How to Check for the Correct Propeller Pitch
Having the correct propeller pitch is extremely important, as it affects the performance of a boat – hole shot, top speed, etc. Pitch also ensures the motor is working in its optimum wide open throttle RPM range, and that it’s not being unduly stressed.
If your prop’s pitch is incorrect, you’ll be losing performance and running the risk of damaging your motor. Never assume your boat’s propeller pitch is correct, even if it’s a brand new boat.
The amount of passengers or gear on a boat make a big difference on determining the correct pitch requirements. And if you bought a secondhand boat, it’s highly likely a former owner changed the propeller at some point, leaving uncertainty about the correct prop pitch. Propeller pitch is measured in inches, and changing prop pitch by even an inch will significantly alter the WOT RPM of a motor.
Decreasing prop pitch will increase the RPM, and increasing prop pitch will decrease the RPM. Checking to see whether a boat’s prop pitch is correct is very simple, and because all it really involves is piloting your boat at top speed, it’s also fun!
Checking Prop Pitch
Step 1. Head to a calm, open expanse of water and take your boat up to wide open throttle (WOT).

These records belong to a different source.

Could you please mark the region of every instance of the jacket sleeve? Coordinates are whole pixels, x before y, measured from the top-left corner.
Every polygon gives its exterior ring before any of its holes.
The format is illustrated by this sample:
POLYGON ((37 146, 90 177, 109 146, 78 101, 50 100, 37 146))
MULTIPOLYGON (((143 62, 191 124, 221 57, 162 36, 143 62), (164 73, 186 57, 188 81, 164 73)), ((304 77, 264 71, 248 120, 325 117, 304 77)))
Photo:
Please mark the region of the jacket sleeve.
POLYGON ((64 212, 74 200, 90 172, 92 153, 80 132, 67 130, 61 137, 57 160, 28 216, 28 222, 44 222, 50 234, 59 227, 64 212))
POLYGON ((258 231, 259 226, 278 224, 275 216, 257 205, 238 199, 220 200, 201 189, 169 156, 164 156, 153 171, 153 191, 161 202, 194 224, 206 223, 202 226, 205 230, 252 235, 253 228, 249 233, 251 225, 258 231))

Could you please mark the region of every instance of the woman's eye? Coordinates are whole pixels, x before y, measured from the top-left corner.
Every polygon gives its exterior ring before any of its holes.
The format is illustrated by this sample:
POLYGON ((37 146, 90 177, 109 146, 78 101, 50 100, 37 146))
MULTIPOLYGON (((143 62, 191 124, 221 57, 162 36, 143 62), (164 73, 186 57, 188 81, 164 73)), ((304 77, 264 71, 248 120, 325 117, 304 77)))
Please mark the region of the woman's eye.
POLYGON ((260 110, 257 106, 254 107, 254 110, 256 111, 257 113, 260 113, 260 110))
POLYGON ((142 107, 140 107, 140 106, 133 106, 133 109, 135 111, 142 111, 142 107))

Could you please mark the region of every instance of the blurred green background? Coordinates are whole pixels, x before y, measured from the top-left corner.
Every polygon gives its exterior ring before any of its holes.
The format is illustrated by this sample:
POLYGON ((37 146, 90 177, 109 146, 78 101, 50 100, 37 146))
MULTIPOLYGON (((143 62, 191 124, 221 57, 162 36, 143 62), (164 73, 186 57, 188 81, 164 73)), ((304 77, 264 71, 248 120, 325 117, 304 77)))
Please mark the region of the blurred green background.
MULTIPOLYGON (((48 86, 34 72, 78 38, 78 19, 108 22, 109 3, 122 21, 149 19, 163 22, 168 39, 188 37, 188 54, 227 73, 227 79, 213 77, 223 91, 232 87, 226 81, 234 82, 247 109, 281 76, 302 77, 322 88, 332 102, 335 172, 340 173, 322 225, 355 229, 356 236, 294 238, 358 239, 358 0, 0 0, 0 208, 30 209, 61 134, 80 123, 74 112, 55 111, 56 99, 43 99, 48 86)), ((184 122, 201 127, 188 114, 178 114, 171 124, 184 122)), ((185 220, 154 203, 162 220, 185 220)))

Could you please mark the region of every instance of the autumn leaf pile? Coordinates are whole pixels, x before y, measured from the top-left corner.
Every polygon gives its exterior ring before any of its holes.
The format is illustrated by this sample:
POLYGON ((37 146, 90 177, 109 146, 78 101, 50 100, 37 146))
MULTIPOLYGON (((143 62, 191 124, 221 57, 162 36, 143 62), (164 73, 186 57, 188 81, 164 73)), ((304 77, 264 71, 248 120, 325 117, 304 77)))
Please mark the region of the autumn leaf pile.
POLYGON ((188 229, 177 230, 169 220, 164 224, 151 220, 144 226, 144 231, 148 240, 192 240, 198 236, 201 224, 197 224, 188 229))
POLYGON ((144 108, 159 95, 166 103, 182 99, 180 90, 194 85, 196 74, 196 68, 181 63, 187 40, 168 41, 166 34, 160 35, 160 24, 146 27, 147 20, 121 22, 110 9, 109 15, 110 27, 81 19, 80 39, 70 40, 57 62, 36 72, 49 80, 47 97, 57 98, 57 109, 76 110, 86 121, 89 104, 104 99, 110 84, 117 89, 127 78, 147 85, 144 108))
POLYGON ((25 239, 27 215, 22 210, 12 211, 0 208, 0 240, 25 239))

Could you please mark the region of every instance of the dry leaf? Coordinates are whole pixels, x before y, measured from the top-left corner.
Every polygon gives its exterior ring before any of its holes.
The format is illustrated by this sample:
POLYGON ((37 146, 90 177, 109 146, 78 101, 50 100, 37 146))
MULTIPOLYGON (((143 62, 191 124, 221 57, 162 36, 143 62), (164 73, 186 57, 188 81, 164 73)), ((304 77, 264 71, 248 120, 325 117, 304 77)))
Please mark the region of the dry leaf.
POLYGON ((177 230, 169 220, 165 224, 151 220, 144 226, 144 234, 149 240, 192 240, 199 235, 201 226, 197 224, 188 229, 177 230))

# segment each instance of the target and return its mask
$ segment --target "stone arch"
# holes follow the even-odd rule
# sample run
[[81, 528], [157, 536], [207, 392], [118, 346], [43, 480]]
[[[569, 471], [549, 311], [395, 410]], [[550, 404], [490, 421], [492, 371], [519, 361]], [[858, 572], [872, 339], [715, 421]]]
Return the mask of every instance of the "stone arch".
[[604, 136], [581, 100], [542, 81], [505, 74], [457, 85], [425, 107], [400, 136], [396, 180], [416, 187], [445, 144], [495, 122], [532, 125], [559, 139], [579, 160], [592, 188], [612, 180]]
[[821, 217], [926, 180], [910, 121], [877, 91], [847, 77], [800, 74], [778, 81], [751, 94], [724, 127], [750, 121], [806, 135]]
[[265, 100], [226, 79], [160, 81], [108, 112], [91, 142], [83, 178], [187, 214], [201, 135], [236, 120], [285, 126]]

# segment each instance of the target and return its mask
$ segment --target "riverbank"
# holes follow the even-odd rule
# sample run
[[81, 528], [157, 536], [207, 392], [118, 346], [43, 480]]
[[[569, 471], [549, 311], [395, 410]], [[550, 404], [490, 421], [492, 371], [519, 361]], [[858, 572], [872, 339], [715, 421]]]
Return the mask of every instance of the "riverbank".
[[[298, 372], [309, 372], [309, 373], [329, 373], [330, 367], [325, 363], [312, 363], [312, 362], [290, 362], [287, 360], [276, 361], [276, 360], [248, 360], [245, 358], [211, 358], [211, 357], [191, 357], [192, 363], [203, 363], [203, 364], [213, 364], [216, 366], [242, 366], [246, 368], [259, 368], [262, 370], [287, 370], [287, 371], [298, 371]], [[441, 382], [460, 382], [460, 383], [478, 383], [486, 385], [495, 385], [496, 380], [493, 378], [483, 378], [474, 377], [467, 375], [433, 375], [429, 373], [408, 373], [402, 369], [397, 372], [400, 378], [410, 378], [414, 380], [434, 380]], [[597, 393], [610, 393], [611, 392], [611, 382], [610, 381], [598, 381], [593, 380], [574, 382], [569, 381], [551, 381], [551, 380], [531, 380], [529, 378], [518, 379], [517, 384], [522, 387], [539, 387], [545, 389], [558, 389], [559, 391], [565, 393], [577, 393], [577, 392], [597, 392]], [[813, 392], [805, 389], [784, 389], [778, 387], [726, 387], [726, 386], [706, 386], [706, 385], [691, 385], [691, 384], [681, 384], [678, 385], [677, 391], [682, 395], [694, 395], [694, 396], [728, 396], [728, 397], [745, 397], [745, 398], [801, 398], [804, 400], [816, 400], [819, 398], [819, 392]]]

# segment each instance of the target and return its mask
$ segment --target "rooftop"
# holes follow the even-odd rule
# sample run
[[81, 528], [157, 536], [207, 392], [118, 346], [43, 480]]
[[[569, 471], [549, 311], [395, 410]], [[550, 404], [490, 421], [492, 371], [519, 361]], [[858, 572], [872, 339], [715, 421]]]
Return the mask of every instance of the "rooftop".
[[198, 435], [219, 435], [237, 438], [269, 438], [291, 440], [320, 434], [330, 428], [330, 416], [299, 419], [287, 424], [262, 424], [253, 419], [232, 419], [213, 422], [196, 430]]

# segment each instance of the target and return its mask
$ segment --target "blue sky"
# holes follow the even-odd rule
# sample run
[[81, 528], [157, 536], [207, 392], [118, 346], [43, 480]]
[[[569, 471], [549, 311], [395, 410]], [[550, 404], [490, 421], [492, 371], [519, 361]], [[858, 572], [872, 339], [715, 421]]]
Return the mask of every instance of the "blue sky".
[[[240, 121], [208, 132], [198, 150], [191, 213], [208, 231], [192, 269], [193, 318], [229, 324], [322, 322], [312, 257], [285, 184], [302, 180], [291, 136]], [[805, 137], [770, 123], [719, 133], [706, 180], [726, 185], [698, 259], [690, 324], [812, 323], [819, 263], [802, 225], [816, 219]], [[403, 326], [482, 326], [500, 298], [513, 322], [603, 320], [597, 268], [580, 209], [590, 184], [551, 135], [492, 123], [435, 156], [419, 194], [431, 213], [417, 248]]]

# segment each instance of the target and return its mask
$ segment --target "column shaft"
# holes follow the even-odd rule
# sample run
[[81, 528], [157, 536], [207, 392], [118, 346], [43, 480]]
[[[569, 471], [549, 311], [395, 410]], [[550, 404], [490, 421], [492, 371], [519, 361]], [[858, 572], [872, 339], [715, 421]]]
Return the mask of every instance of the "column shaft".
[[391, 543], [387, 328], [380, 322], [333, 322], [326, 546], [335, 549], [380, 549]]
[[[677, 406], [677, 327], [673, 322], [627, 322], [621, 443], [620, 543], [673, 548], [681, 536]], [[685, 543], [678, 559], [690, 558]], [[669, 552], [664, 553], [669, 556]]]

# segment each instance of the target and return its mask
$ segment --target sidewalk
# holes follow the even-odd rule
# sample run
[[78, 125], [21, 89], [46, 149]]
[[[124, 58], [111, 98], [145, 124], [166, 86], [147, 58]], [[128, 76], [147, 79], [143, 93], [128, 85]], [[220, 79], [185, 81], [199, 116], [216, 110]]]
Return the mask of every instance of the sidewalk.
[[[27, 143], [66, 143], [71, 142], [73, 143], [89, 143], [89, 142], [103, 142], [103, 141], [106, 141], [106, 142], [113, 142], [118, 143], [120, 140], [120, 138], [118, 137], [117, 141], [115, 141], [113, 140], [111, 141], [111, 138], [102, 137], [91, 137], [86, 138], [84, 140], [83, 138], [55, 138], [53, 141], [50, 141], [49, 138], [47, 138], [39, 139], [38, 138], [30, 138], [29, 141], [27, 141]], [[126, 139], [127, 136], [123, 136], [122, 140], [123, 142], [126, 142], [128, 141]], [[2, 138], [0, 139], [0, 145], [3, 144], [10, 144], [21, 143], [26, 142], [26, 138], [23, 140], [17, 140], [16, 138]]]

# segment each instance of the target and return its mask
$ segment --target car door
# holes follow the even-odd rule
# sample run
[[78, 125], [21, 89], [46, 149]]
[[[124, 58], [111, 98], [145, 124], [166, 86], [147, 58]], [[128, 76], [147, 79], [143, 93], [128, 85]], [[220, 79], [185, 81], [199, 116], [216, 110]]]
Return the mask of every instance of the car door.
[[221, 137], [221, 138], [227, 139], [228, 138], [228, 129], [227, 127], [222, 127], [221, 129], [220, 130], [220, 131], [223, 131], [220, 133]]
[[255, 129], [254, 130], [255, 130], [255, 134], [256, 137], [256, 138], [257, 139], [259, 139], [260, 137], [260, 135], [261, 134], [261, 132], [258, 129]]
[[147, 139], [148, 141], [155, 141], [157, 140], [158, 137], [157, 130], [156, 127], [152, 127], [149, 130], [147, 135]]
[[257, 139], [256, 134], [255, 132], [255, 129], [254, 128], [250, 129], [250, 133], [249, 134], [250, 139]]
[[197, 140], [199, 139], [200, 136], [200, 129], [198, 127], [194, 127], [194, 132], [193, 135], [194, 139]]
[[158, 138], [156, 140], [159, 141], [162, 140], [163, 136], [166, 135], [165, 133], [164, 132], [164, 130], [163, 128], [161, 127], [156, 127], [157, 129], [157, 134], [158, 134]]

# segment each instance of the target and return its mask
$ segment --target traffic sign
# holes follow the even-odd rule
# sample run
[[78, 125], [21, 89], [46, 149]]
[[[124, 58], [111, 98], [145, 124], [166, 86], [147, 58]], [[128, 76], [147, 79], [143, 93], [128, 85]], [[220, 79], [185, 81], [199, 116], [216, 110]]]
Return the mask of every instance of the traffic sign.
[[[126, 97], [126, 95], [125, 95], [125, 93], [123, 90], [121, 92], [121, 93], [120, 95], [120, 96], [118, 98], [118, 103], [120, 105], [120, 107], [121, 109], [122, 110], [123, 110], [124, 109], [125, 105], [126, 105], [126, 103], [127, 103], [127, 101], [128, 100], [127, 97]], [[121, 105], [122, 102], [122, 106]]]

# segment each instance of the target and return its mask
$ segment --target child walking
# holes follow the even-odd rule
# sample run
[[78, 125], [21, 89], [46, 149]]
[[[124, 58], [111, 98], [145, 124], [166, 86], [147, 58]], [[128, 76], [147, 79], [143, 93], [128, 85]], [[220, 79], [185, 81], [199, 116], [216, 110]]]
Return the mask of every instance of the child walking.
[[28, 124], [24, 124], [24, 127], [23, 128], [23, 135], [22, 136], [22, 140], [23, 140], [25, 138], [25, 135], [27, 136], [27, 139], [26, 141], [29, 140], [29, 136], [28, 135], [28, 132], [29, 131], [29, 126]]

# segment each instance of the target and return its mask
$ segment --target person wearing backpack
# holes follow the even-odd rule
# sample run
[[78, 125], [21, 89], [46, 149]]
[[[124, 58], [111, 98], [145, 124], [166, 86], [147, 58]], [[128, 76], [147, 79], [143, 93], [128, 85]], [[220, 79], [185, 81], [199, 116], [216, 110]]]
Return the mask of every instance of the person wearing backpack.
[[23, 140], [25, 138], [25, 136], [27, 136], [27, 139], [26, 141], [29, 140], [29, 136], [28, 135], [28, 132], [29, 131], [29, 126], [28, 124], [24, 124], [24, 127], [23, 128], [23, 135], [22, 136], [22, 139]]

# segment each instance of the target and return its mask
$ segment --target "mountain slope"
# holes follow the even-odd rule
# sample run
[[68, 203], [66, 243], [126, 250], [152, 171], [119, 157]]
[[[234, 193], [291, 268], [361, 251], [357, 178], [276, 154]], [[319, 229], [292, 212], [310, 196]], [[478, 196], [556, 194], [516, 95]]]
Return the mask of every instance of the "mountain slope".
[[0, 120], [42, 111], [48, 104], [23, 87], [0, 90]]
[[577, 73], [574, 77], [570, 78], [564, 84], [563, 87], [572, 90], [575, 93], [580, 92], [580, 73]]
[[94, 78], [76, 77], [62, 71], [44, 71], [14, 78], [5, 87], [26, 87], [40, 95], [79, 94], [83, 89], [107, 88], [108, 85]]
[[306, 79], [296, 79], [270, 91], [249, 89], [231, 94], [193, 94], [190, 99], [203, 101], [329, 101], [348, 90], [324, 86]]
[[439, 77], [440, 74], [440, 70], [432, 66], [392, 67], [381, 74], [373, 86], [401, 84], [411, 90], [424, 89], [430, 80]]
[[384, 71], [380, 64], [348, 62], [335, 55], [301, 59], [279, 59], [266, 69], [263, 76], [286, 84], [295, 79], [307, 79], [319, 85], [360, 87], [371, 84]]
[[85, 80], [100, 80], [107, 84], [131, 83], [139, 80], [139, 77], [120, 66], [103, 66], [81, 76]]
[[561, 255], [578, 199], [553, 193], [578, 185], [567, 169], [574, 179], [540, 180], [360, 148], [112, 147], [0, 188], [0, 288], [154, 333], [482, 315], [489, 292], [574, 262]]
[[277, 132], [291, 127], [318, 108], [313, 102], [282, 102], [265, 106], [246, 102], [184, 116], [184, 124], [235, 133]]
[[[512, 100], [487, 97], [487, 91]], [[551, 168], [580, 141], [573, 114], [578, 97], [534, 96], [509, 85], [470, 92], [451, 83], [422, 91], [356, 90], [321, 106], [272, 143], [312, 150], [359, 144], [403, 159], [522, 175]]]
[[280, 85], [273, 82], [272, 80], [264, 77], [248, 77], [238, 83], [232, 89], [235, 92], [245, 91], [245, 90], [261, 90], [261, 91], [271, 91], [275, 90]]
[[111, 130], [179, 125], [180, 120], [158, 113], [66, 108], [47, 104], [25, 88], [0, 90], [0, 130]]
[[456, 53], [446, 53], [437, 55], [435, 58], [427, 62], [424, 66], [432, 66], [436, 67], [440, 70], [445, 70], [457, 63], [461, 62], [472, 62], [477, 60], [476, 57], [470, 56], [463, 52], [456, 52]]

Step 2. Trim the motor up to reach maximum speed. This will be the point just before the prop loses bite and the speed begins to fall off.
Step 3. Note the motor’s RPM while at top speed/WOT.
PRO TIP: For the most accurate result, fill up the engine with gasoline, and load the typical amount of people and gear it usually carries. Checking the prop pitch when the boat is loaded provides a genuine measure of performance. It’s also best to make 3-4 runs in different directions to account for tide and wind.
Understanding the Results
When you know your boat’s RPM is at wide-open throttle, compare it to the engine manufacturer’s recommended WOT range, which can be found in the owner’s manual. The propeller’s pitch is correct if the RPM you noted is right in the middle of the manufacturer’s recommended range.
If the RPM is at the top of or above the recommended RPM range, you’ll need to choose a propeller with a larger pitch. However, if the RPM is at the bottom of or below the recommended RPM range, you’ll need to fit a prop with a smaller pitch.